Agent readiness is not an AI feature.
It is a structural property of a system.
A system is agent ready when non-human actors can act through it safely, predictably, and without interpretation.
If a human must infer intent, guess behaviour, or recover from ambiguity, the system is not agent ready.
The Core Rule
Agents require clarity, not intelligence.
They do not reason around gaps.
They execute within constraints.
Structural Requirements
An agent-ready system provides:
- Explicit inputs Actions are named, scoped, and versioned.
- Deterministic transformations The same input produces the same outcome, every time.
- Verifiable outputs Results are structured, observable, and auditable.
- Clear authority boundaries Who is acting, what they are allowed to do, and what they are forbidden to do is unambiguous.
- Enforced constraints Guardrails exist by design, not convention.

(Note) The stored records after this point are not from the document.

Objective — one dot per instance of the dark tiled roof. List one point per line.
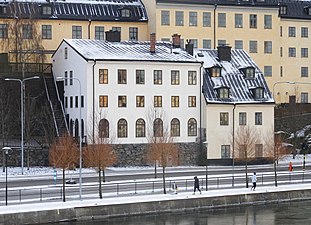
(105, 10)
(233, 78)
(129, 51)
(295, 8)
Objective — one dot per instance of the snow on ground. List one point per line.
(145, 198)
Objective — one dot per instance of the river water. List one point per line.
(294, 213)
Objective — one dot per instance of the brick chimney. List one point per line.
(152, 42)
(176, 40)
(224, 53)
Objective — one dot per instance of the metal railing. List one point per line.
(54, 192)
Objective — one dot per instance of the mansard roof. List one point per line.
(240, 87)
(298, 9)
(103, 10)
(129, 51)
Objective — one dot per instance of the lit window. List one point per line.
(192, 127)
(103, 76)
(175, 128)
(224, 119)
(122, 77)
(122, 128)
(258, 118)
(140, 128)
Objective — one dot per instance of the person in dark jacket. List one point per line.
(196, 185)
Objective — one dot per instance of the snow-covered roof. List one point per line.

When these are present, agents become reliable operators rather than uncontrolled actors.
What This Is Not
Agent readiness is not:
- a chat interface
- an AI layer
- MCP support alone
- automation bolted onto a human-first system
Those may use an agent-ready system. They do not create one.
Why This Matters
We are shifting from systems that assist humans
to systems that act on their behalf.
Without agent readiness:
- behaviour becomes brittle
- safety is retrofitted
- trust erodes
With it:
- autonomy is bounded
- feedback loops are intact
- systems remain governable as complexity increases
Vault Position
Agent readiness is architectural hygiene.
Not optional.
Not a trend.
Not negotiable.
Design the system so agents can operate cleanly – or expect disorder to scale faster than capability.